I don’t want to be put into a box. I want to love a thing–or hate a thing–and then write about it. Will my blog go viral? Probably not, but it’s not unheard of.
When a blog gets posted to Hacker News, the quality and content of that post are what people care about. Since it’s ranked high enough on a site trusted by millions, the “trust” factor that a niche provides is no longer relevant. It doesn’t matter what else you’ve written about because this is the post that made it to the front page of Hacker News. This is the post that your favorite writer tweeted out.
So it all goes back to a question of quantity vs. quality debate. Will a blog that posts garbage every day ever make it to the front page of Hacker News? Not in a good way.
Will a blog that posts inconsistent bangers make it to the front page of Hacker News? Most likely.
The question then has to be asked, “Okay, what game are you trying to play?”
As I’ve said in my welcome email to the Substack portion of this blog, I’m not trying to build a career writing online. Not yet, at least. I’m content with my video editing job, learning programming, and writing about those things.
I write because I want to write. Because whenever I come across a uniquely designed website online (like this or this or this), I think that’s what I want. I want my blog to be a treasure trove of interesting nuggets. I want someone to go down a rabbit hole on my blog and write a response about it.
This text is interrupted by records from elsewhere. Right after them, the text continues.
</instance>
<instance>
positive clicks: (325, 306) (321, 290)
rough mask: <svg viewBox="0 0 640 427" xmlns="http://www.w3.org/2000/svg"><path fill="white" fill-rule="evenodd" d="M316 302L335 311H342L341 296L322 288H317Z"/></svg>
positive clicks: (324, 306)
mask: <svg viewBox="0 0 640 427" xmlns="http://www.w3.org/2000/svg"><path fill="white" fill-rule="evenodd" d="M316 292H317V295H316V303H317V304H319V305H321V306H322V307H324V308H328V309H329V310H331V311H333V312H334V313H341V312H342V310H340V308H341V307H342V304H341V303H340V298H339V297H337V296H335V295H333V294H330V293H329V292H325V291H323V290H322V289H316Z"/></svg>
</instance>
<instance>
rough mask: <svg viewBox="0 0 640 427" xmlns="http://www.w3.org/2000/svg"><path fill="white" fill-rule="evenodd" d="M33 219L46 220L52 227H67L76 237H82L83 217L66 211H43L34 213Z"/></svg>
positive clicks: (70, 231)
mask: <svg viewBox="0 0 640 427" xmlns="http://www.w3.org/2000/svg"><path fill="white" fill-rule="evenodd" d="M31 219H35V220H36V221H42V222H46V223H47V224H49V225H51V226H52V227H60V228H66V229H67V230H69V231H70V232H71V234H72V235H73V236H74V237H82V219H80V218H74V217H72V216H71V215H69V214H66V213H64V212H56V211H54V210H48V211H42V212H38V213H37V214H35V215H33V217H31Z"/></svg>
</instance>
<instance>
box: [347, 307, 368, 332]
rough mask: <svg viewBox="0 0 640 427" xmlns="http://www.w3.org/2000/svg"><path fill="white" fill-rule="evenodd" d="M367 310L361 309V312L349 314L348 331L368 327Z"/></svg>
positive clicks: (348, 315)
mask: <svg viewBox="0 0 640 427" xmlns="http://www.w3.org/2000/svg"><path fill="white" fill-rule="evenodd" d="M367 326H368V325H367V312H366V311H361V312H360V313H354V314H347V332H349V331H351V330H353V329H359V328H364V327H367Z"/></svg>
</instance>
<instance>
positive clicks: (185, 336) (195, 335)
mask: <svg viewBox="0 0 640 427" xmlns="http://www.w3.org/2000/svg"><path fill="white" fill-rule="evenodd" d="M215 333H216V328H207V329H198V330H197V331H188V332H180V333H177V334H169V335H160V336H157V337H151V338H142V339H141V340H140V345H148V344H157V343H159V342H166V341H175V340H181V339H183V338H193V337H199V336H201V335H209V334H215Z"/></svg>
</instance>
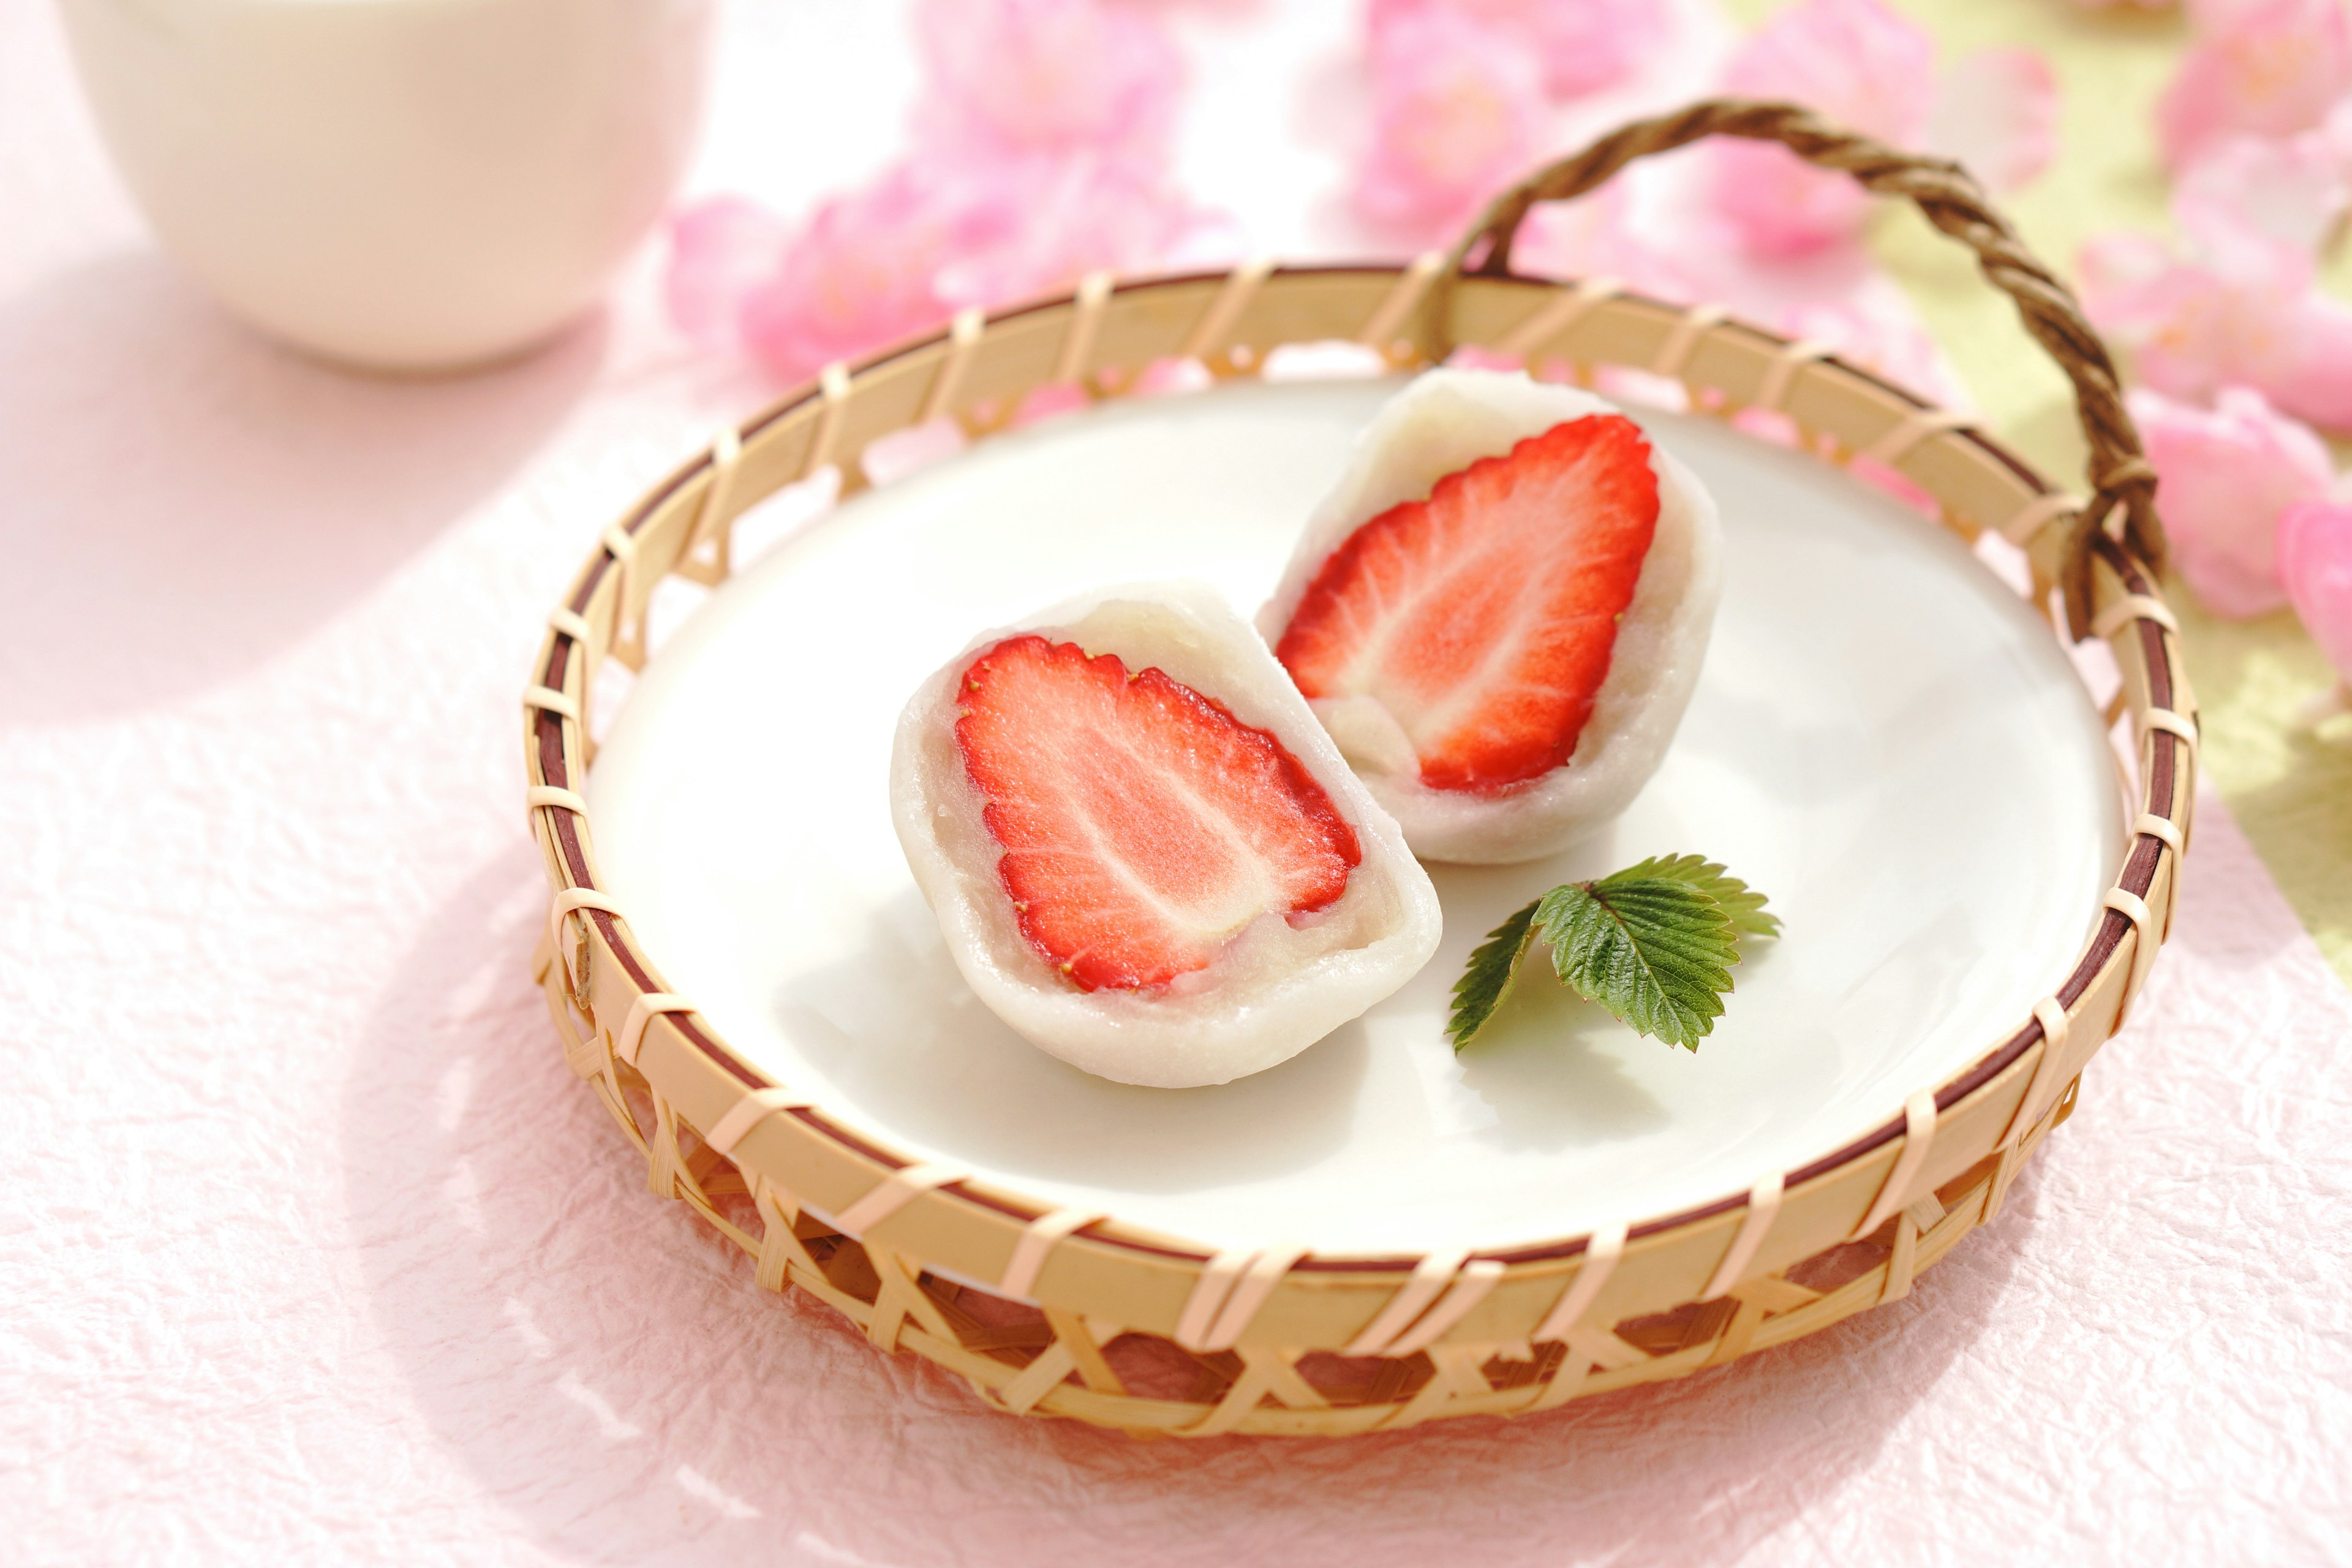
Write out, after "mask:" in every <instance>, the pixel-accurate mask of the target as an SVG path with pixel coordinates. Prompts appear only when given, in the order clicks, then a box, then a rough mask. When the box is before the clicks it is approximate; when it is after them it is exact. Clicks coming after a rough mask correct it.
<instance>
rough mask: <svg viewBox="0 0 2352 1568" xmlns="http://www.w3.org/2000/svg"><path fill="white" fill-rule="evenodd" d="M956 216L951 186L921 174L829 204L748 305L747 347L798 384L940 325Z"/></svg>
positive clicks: (811, 224) (746, 345) (879, 182)
mask: <svg viewBox="0 0 2352 1568" xmlns="http://www.w3.org/2000/svg"><path fill="white" fill-rule="evenodd" d="M957 216H960V214H957V212H955V202H953V193H950V190H948V188H946V181H943V179H941V176H938V174H936V172H931V169H927V167H917V165H898V167H894V169H889V172H887V174H884V176H882V179H877V181H875V183H873V186H868V188H863V190H856V193H851V195H840V197H833V200H828V202H823V205H821V207H818V209H816V214H814V216H811V219H809V223H807V226H804V228H802V233H800V235H797V237H795V240H793V244H790V247H788V249H786V254H783V263H781V266H779V268H776V270H774V273H771V275H769V277H767V280H764V282H762V284H760V287H757V289H753V292H750V294H748V299H746V301H743V313H741V327H743V343H746V346H748V348H750V350H753V353H755V355H757V357H760V360H764V362H767V364H769V367H774V369H776V371H781V374H783V376H790V378H800V376H811V374H816V371H818V369H823V367H826V364H830V362H833V360H854V357H858V355H866V353H873V350H877V348H882V346H884V343H891V341H896V339H903V336H910V334H917V331H922V329H927V327H936V324H941V322H943V320H946V317H948V315H950V313H953V306H950V303H948V301H946V299H943V296H941V294H938V287H936V277H938V268H941V266H943V263H946V261H948V256H950V254H953V249H955V244H957V235H955V228H957Z"/></svg>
Getting on the front page of Hacker News isn’t a goal for me. Would it be nice? Of course! But I’d rather connect with 5-10 people building their own custom blogs and exploring their unique world through it. I want to collaborate with other curious individuals—folks who are more concerned with why something happens rather than forming an opinion about it.
The blogosphere needs to live on. Bring back nicheless posts, category tags in the sidebar, monthly archives, and “contra” responses Huzzah!